I would like to capture each of these in their own group with preg_match_all in PHP.
- The chapter, section, or page
- The number (or letter if it has one) of the specified chapter, section, or page. If there is a single space between them it should be taken into account
- The words "and", "or"
Keeping in mind that the number of items in the string may be dynamic, the regex should work on all the examples below:
- Ch1 and Sect2b
- Ch 4 x blahunwantedtext and Sect 5y and Sect6 z and Ch7 or Ch8
This is what I managed to come up with so far:
<?php
$str = 'Ch 1 a and Sect 2b and Pg3';
preg_match_all ('/([a-z]+)([\s]?[0-9]+)([\s]?[a-z]*)([\s]?and*[\s]?)/is', $str, $matches);
Array
(
[0] => Array
(
[0] => Ch 1 a and
[1] => Sect 2b and
)
[1] => Array
(
[0] => Ch
[1] => Sect
)
[2] => Array
(
[0] => 1
[1] => 2
)
[3] => Array
(
[0] => a
[1] => b
)
[4] => Array
(
[0] => and
[1] => and
)
)
I'm unable to match the last portions of the string (Pg3) in my array.

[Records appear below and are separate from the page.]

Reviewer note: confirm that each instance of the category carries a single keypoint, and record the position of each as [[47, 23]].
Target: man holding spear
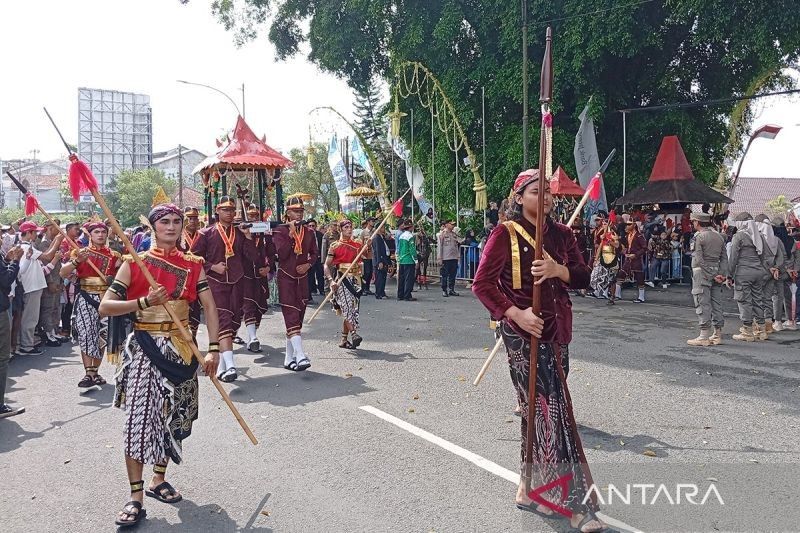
[[523, 280], [156, 382], [345, 279]]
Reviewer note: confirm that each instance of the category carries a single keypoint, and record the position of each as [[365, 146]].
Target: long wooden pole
[[357, 259], [149, 277], [545, 97]]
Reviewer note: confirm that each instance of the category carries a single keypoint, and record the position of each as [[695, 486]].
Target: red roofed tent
[[672, 181], [244, 152]]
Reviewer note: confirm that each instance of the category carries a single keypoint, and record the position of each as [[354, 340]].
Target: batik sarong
[[557, 451], [160, 411], [88, 328], [347, 298]]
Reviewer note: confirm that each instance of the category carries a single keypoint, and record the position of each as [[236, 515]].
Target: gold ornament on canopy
[[304, 196], [363, 192]]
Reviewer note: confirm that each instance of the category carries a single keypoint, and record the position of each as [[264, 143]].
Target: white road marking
[[474, 458]]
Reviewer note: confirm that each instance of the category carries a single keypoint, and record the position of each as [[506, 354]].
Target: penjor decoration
[[431, 95]]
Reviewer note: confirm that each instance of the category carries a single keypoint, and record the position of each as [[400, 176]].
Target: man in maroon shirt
[[226, 249], [504, 284], [297, 251], [635, 246]]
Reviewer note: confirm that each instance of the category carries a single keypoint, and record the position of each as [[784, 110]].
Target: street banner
[[587, 162]]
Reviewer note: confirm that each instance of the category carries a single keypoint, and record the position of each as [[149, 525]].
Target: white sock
[[289, 352], [228, 358], [297, 344]]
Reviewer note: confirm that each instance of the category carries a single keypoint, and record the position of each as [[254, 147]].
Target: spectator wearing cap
[[9, 269], [448, 248], [709, 272], [406, 261], [32, 278], [50, 311], [367, 227]]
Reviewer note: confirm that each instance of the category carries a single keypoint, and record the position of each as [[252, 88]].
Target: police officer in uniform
[[709, 272]]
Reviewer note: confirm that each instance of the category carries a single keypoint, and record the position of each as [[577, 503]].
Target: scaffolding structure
[[115, 132]]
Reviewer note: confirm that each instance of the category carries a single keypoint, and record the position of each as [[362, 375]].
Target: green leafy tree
[[317, 181], [780, 205], [135, 190], [626, 56]]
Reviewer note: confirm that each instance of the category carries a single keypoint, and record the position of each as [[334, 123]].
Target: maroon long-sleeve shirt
[[494, 287], [211, 248]]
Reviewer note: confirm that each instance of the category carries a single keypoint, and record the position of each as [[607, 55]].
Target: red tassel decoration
[[594, 187], [81, 179], [31, 205]]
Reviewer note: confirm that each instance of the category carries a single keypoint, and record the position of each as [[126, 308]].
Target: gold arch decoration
[[367, 149], [415, 79]]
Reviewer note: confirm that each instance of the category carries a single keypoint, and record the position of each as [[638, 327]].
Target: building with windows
[[115, 131]]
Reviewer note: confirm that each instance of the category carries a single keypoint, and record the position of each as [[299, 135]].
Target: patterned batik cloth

The expected result should be:
Array
(
[0] => Array
(
[0] => Ch 1 a and
[1] => Sect 2b and
[2] => Pg3
)
[1] => Array
(
[0] => Ch
[1] => Sect
[2] => Pg
)
[2] => Array
(
[0] => 1
[1] => 2
[2] => 3
)
[3] => Array
(
[0] => a
[1] => b
[2] =>
)
[4] => Array
(
[0] => and
[1] => and
[2] =>
)
)